Mais je me sentais tellement, tellement seule. Tellement solitaire. Tellement désespérée. Et mon cœur était rempli de chagrin, de peine, de larmes refoulées. Et je ne savais plus quoi faire. Vers où me diriger. À qui parler, m’adresser, me plaindre et raconter mon malheur.

En cet instant précis je manquais cruellement d’amis. Alors je sortis mon cellulaire et fis défiler ma liste de contacts extrêmement limitée. M’arrêtais sur le prénom de Levy, appuyais et regardais, hypnotisée, son numéro s’afficher à l’écran.

Je voulais lui parler, voulais tellement lui demander de ses nouvelles et me réconcilier avec elle. Je voulais tellement entendre sa voix, tellement la revoir, tellement lui parler. J’avais désespérément besoin d’une amie, d’un visage chaleureux et amical, mais. Mais. Que irais-je donc lui dire ? Comment commencer cette discussion ? Comment finir cette discussion ? Et si elle était en colère contre moi, et si elle m’en voulait ?

Je n’étais pas prête de subir une autre dispute.

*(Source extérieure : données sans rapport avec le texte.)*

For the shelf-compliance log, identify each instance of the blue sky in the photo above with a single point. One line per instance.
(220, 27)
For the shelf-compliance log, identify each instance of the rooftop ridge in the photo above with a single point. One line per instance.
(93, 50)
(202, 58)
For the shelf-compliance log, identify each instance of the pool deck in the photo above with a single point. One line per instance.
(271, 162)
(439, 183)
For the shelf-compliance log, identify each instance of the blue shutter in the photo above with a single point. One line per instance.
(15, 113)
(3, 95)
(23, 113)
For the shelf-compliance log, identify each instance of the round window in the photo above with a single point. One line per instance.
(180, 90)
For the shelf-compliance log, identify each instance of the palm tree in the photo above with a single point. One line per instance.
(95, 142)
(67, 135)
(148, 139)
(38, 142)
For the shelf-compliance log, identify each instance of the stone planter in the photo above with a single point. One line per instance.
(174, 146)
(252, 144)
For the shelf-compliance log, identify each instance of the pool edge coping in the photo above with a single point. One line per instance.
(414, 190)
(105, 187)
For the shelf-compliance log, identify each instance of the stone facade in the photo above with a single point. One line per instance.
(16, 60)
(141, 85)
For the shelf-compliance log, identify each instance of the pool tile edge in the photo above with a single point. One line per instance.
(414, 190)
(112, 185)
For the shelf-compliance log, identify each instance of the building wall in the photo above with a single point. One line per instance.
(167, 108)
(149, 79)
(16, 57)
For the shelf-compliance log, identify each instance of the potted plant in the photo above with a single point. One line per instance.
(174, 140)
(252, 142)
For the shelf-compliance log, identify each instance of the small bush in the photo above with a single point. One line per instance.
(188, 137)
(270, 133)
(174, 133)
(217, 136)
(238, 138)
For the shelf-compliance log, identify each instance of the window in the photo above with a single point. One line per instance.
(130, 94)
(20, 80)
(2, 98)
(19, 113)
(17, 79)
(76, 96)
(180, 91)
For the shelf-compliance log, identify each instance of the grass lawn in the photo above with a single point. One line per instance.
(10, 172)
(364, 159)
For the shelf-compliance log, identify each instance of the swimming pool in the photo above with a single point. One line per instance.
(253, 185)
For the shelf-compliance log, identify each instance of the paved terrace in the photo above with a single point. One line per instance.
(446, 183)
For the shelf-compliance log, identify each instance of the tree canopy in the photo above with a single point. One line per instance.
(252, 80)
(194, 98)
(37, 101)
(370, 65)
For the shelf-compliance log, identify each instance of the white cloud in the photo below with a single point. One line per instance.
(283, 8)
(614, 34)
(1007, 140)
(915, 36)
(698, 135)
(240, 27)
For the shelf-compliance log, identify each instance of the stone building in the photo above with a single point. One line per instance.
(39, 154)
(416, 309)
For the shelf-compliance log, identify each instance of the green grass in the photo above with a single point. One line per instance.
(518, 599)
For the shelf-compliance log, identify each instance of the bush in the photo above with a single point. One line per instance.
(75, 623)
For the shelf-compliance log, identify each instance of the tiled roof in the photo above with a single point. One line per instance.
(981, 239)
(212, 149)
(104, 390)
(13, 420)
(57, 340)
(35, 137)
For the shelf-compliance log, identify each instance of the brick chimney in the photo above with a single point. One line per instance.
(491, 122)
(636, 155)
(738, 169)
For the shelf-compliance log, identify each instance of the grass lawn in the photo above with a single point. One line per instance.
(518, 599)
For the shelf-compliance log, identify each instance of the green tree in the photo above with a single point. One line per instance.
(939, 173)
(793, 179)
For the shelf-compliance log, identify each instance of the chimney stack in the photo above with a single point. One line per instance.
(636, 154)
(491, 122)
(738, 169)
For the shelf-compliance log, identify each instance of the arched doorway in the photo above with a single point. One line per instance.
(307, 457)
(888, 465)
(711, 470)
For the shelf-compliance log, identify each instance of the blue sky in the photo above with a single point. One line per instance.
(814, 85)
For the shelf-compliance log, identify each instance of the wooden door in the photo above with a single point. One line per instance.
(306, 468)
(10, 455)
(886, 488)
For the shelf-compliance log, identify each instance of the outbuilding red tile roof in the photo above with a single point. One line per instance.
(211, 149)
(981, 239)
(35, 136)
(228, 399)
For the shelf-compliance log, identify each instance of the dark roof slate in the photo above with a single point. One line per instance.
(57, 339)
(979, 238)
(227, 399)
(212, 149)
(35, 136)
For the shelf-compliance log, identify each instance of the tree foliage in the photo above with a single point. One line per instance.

Je cachais dans ce cas mon cellulaire dans ma veste et regardais le paysage. Écoutais la pluie, et étais en accord avec la nature. Comme s’était déprimant. J’étais tellement seule que je ne savais même plus aller.

-Lucy ?

Je sursautais et me retournais rapidement.

Sting se tenait devant moi, hésitant. En m’offrant un sourire gentil, chaleureux, amical, timide. Il ne savait sans doute pas quoi dire, quoi faire et je devais avoir l’air tellement désespérée, tellement triste. Au bord d’une crise, peut-être.

Je lui souris, réellement, sincèrement, et pour la première fois depuis de semaines, des mois, j’étais contente de voir quelqu’un.